USC Marshall School of Business, an early member of the Consortium, this year celebrates 50 years of inclusion

When Bill West (USC Marshall MBA ’79) left Indiana University with his undergraduate degree in 1976, he had never even heard of The Consortium for Graduate Student Study in Management.

“Which is ironic,” the now retired president of Mays Chemical Company of Indianapolis said. “Because it was one of the first schools to join The Consortium. Imagine that opportunity, right under my nose.”

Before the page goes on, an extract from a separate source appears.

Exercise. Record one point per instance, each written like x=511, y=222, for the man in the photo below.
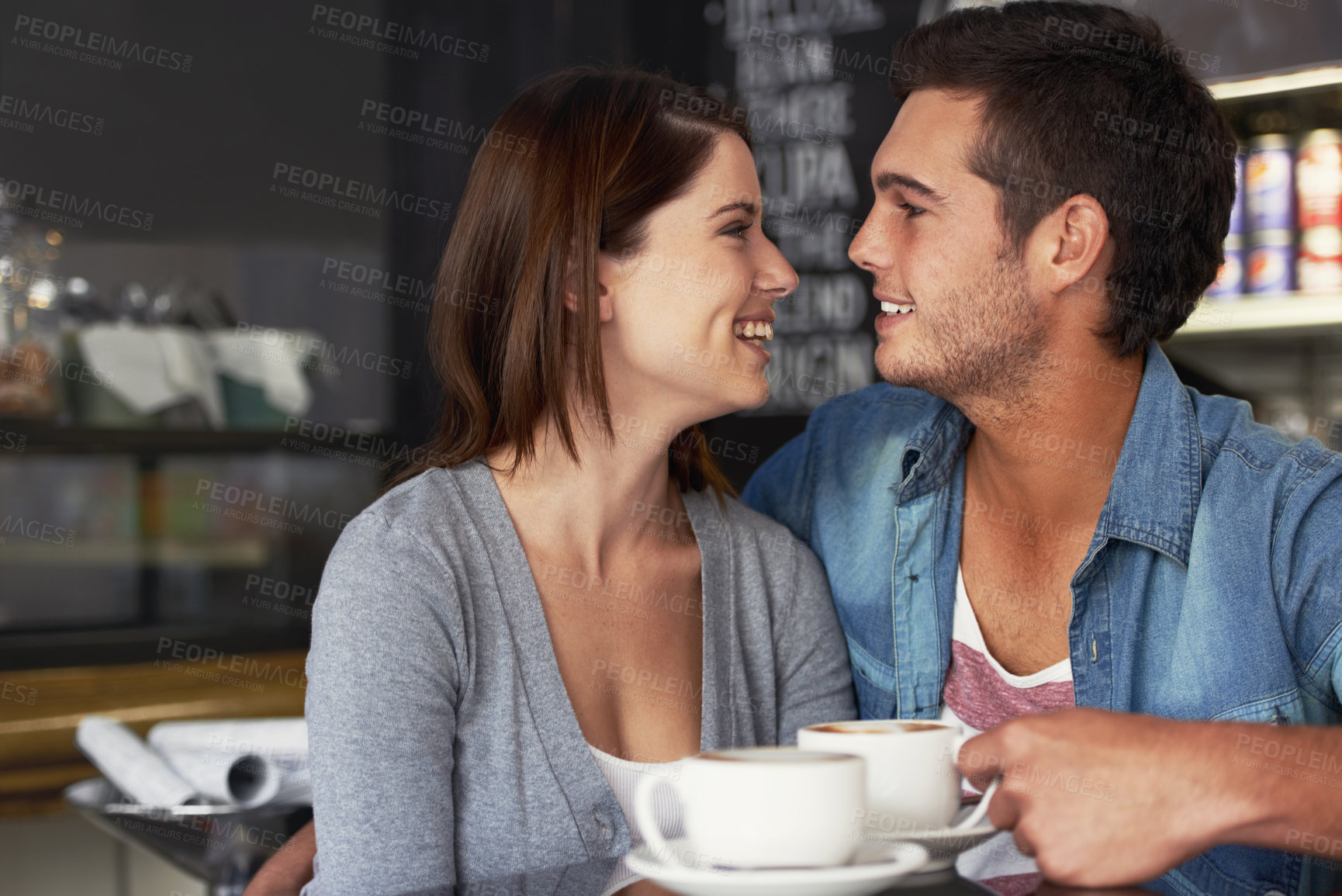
x=1051, y=202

The Consortium for Graduate Study in Management was founded in 1966 by Sterling H. Schoen, a professor of management at Washington University in St Louis, as a way to enable African American men to attend business school and acquire the skills needed for success in American corporations. Indiana University -Bloomington and University of Wisconsin-Madison were among the first to join as Consortium member schools. That year, 21 African American men were named as “fellows” and were offered full-tuition scholarships to MBA programs at these institutions.

Soon after, USC’s newly created graduate school of business administration, then led by Robert R. Dockson, became the first West Coast university to join. The year was 1968.

“It was a time of great cultural and societal shifts, and the business school was far ahead of the curve when it came to issues of inclusivity and diversity,” says James G. Ellis, dean of USC Marshall. “Dean Dockson had true visionary foresight.”

That vision continues today as USC Marshall celebrates its 50th anniversary as a member of the Consortium. The School continues to recruit promising MBA students through its status as one of 18 member schools, and today boasts more than 700 MBA Consortium alumni. There are 18 Consortium members in the USC Marshall full-time MBA class of 2020

In 1977, when West got to USC, there were 13 other Consortium Fellows. Those classmates connected him to the larger Consortium network, as well as to the Trojan Family network. They also became lifelong colleagues and friends.

“The value has been in the relationships,” he said. “You just can’t put a price tag on that.”

It was a Consortium alumnus who lured him back to Indianapolis – Bill Mays, president and CEO of Mays Chemical Co. – to run the finances of his new company. West and Mays remained involved in Consortium for years, and have given back to the group in service and resources.